- Golden Globe Awards
Benedetta (Italy)
Faith, stigmata, religious patriarchy, forbidden desires, self-flagellation, suffering, punishment, power plays: Catholicism has it all. Nothing gives us as many story components as this religious institution, which has more scandals and a more colorful history than any other. One does not have to invent much because here art could not be more multifaceted than life. Take the true story of the Italian nun Benedetta Carlini, born in 1591.

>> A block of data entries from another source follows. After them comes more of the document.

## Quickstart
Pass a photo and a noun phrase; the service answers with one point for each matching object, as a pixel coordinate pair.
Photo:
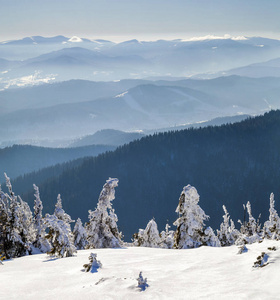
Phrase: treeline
(229, 164)
(23, 159)
(23, 232)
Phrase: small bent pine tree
(16, 224)
(148, 237)
(167, 238)
(191, 232)
(250, 231)
(40, 242)
(60, 235)
(102, 229)
(80, 235)
(271, 228)
(227, 233)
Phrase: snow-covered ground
(202, 273)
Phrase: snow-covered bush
(191, 232)
(80, 235)
(242, 249)
(102, 229)
(271, 228)
(60, 235)
(40, 242)
(167, 238)
(227, 234)
(250, 232)
(16, 228)
(262, 261)
(142, 282)
(149, 237)
(93, 264)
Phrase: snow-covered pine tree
(167, 238)
(26, 229)
(227, 234)
(250, 232)
(102, 229)
(4, 223)
(271, 228)
(149, 237)
(17, 240)
(60, 235)
(142, 282)
(80, 235)
(93, 264)
(60, 213)
(40, 242)
(190, 231)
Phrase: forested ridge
(229, 164)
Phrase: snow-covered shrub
(40, 241)
(80, 235)
(261, 261)
(149, 237)
(60, 235)
(16, 231)
(227, 234)
(102, 229)
(191, 232)
(93, 264)
(167, 238)
(271, 228)
(142, 282)
(250, 232)
(242, 249)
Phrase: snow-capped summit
(75, 39)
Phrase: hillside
(202, 273)
(77, 108)
(107, 137)
(21, 159)
(230, 165)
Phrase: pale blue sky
(142, 19)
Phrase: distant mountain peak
(75, 39)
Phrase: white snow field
(201, 273)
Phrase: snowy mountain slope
(107, 137)
(78, 108)
(22, 159)
(201, 273)
(142, 107)
(72, 91)
(269, 68)
(134, 59)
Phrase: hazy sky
(142, 19)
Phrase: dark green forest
(229, 164)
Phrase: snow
(29, 80)
(121, 95)
(75, 39)
(201, 273)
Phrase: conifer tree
(250, 231)
(227, 233)
(60, 235)
(80, 235)
(190, 231)
(40, 235)
(149, 237)
(167, 238)
(102, 229)
(4, 224)
(271, 229)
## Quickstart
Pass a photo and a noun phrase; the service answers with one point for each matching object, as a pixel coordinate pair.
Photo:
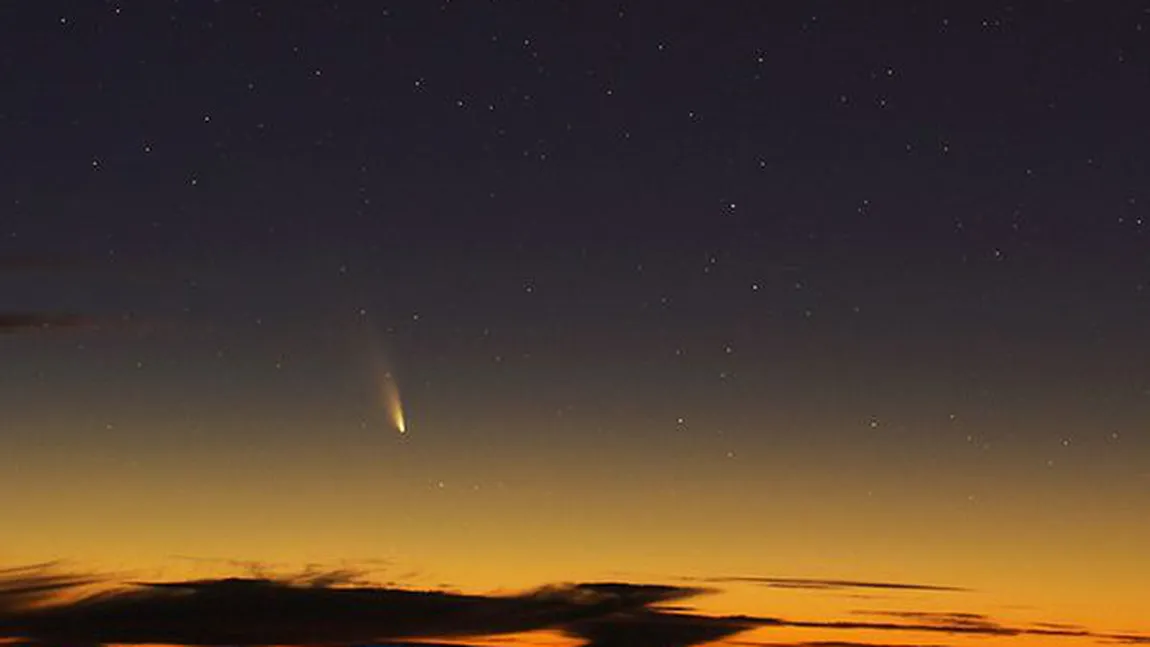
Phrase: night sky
(760, 323)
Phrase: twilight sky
(798, 323)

In the first few scenes of Paul Verhoeven’s film she is a child, albeit one with certain abilities that border on the supernatural. Her family is spared many hardships due to the daughter’s close relationship with God who speaks to her, sends her to The Convent of the Mother of God in Pescia when she is nine years old, since it is the only natural course for her to devote her life to the Lord. She is essentially being sold to this convent run by an abbess played by Charlotte Rampling. They even haggle over the price. During the Renaissance such deals were not uncommon in middle-class families, since the price of admission into a convent was only a quarter of what a wedding dowry would be.
As Benedetta grows into a young woman, the arrival of the sexually abused Bartolomea, played by Daphne Patakia throws her usually dull daily life into upheaval. The young nun played by Belgian actress Virginie Efira, is madly attracted to the new girl, torn between her desires and her calling. As they begin a secret affair, Benedetta’s visions – once purely spiritual – turn sexual in nature. All the while the director, now 83, plays with Catholic imagery and metaphors. There is Bartolomea being punished by having to put her hand into a boiling pot of water. There is Benedetta being clearly told that “Your worst enemy is your body”. It could not be clearer: The female body, unlike the male one, is considered a sinful symbol of hell and all its damnations. The iconography reaches its high point with a sex scene in which Bartolomea pleasures Benedetta with a sizable wooden statue of the Virgin Mary and she, upon her first orgasm, screams out the name of Jesus. Verhoeven throws in a power hungry, lusty villain in the form of a cardinal called Nuncio (Lambert Wilson) as everyone’s world goes literally and figuratively to hell between a comet and the 17th century plague that afflicts the whole continent.
Benedetta is based on Judith C. Brown’s Immodest Acts: The Life of a Lesbian Nun in Renaissance Italy. Verhoeven, who has not done a movie since 2016s Elle, turned the nonfiction book into what is being called the most provocative film of the year. Asked about his interpretation by the New York Times, the director of such classics as Basic Instinct, Showgirls and Total Recall, said simply: “I refuse to be afraid of provocation.” The true story behind the film makes it clear that there were politics involved in this time period which coincided with the height of the church’s power. The mystery and scandal surrounding the young nun was very much used by the Vatican to attract more money from patrons as well as more faithful followers. Today, Benedetta would be considered great publicity for an institution always hellbent on expansion.
The film culminates in a trial during which the papal authorities determined that her visions were the devil’s work despite another ‘miracle’ occurring just as she is about to be burnt at the stake. In real history, Benedetta was stripped of her rank and confined to the convent until she died in 1661. When the film premiered at the Cannes Festival it certainly made headlines, but when it was shown at the New York Film Festival, religious groups protested outside the theater.